APFFLON worried over moves by SON to return to seaports


The African Association of Professional Freight Forwarders and Logistics of Nigeria (APFFLON) has expressed worry over the spirited efforts being made by the Standards Organization of Nigeria (SON) in recent times to return to the nation’s seaport.

SON, the National Agency for Food and Drug Administration and Control (NAFDAC), the Nigeria Agriculture Quarantine Service (NAQS) among other government agencies were sent parking from the nation’s seaports by the then Minister of Finance and Coordinating Minister of the Economy, Dr. Ngozi Okonjo-Iweala in 2012. They were only to be invited to the port by the Nigeria Customs Service (NCS) when needed.

However, in recent time, SON has expressed its willingness to return to the seaports so as to enable them carry on with their functions effectively, a move which has received the blessings and support of the some major stakeholders in the maritime industry including the National Association of Government Approved Freight Forwarders (NAGAFF).

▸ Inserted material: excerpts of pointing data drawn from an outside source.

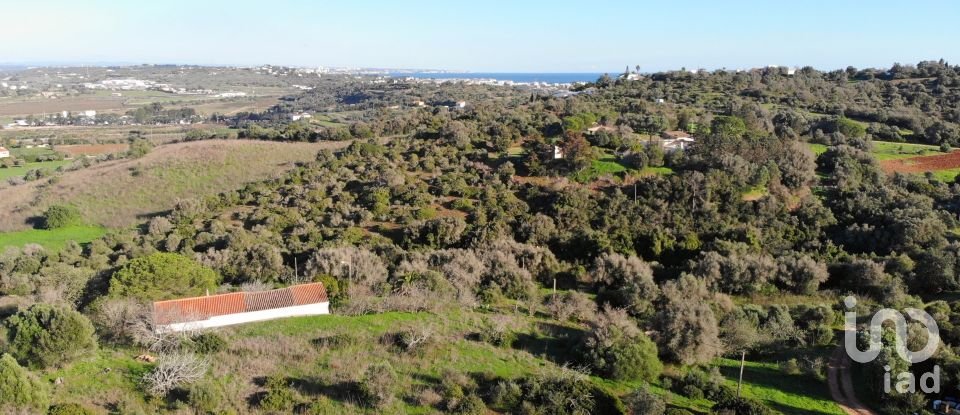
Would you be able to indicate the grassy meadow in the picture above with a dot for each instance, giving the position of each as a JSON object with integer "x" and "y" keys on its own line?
{"x": 52, "y": 240}
{"x": 125, "y": 192}
{"x": 320, "y": 356}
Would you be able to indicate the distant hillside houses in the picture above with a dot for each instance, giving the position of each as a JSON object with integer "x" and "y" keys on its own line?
{"x": 300, "y": 116}
{"x": 121, "y": 84}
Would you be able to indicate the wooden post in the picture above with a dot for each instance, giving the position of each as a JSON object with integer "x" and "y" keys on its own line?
{"x": 743, "y": 358}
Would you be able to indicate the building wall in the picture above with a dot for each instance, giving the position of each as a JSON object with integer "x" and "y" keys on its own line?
{"x": 240, "y": 318}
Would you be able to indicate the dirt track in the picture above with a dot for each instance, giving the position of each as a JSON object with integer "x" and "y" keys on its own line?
{"x": 841, "y": 384}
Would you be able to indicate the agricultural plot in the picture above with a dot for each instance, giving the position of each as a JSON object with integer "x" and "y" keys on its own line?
{"x": 885, "y": 150}
{"x": 923, "y": 164}
{"x": 124, "y": 192}
{"x": 92, "y": 149}
{"x": 9, "y": 172}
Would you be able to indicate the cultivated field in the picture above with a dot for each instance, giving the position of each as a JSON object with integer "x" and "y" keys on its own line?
{"x": 124, "y": 192}
{"x": 922, "y": 164}
{"x": 92, "y": 149}
{"x": 104, "y": 134}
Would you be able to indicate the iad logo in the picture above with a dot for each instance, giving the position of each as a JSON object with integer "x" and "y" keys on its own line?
{"x": 906, "y": 381}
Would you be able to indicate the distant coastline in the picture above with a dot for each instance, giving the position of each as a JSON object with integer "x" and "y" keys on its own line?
{"x": 521, "y": 77}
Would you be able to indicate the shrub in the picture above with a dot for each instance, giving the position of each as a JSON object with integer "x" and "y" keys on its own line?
{"x": 821, "y": 335}
{"x": 279, "y": 397}
{"x": 625, "y": 282}
{"x": 617, "y": 349}
{"x": 740, "y": 406}
{"x": 19, "y": 388}
{"x": 60, "y": 216}
{"x": 790, "y": 367}
{"x": 564, "y": 392}
{"x": 69, "y": 409}
{"x": 644, "y": 402}
{"x": 378, "y": 385}
{"x": 572, "y": 305}
{"x": 162, "y": 276}
{"x": 692, "y": 392}
{"x": 174, "y": 370}
{"x": 44, "y": 335}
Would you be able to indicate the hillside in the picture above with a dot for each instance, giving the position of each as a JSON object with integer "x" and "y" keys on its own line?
{"x": 121, "y": 193}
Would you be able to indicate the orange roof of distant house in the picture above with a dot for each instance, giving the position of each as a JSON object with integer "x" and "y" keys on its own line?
{"x": 675, "y": 134}
{"x": 202, "y": 308}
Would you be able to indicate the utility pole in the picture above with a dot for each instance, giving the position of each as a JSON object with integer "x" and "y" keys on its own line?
{"x": 743, "y": 358}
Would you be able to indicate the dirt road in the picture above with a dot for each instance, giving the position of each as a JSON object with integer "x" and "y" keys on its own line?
{"x": 841, "y": 384}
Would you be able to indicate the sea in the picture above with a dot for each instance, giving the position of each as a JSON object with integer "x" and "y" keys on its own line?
{"x": 548, "y": 77}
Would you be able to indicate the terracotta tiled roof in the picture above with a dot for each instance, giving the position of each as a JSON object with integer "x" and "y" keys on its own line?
{"x": 201, "y": 308}
{"x": 675, "y": 134}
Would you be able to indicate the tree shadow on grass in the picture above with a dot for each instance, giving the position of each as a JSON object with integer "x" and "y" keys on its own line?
{"x": 773, "y": 378}
{"x": 552, "y": 341}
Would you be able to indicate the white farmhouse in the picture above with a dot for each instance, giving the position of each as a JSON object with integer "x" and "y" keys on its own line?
{"x": 557, "y": 152}
{"x": 676, "y": 140}
{"x": 220, "y": 310}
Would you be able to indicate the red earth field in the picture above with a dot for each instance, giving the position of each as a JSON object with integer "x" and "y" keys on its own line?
{"x": 922, "y": 164}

But speaking in a statement made available to Primetime Reporters on Sunday, the President, APFFLON, Otunba Frank Ogunojemite averred that allowing SON to return back to the port would sabotage the National Single Window policy which aimed at reducing the presence of government agencies at port, congestion, cargoes clearing time thereby resulting in accumulation of demurrage.

Ogunojemite rather suggested that SON could have affiliations with the quality control offices of products’ countries of origin rather than wasting government resources.

“SON should promote synergy with other agencies especially customs and other stakeholders rather than being desperate to go back to ports. We need to adopt international best standards instead of seeking avenues for exploitation”, he said.

He harped on adherence to the report of the International Monetary Fund (IMF) on the economy when they visited the Nigerian ports adding that it was time for Nigeria to be among the comity of maritime nations.

While advising that the government should consult and do its analysis before taking decisions as it affects the African Continental Free Trade Area (AfCFTA) agreement, he however posited that “We expected to see SON talking about promoting MANCAP rather than agitating to be stationed at the ports.”

According to him, “SON should come out with a strong proposal to FEC (Federal Executive Council) that will encourage our local manufacturers. They should be thinking of how government will generate money through export of our own products. SON should promote indigenous products that can develop our economy rather than encourage importations.

“Thinking about the exchange rates and the values of Naira should be of importance to SON as one of the means to help this country is to encourage local production especially with this AfCFTA.”

Photo: President, APFFLON, Otunba Frank Ogunojemite.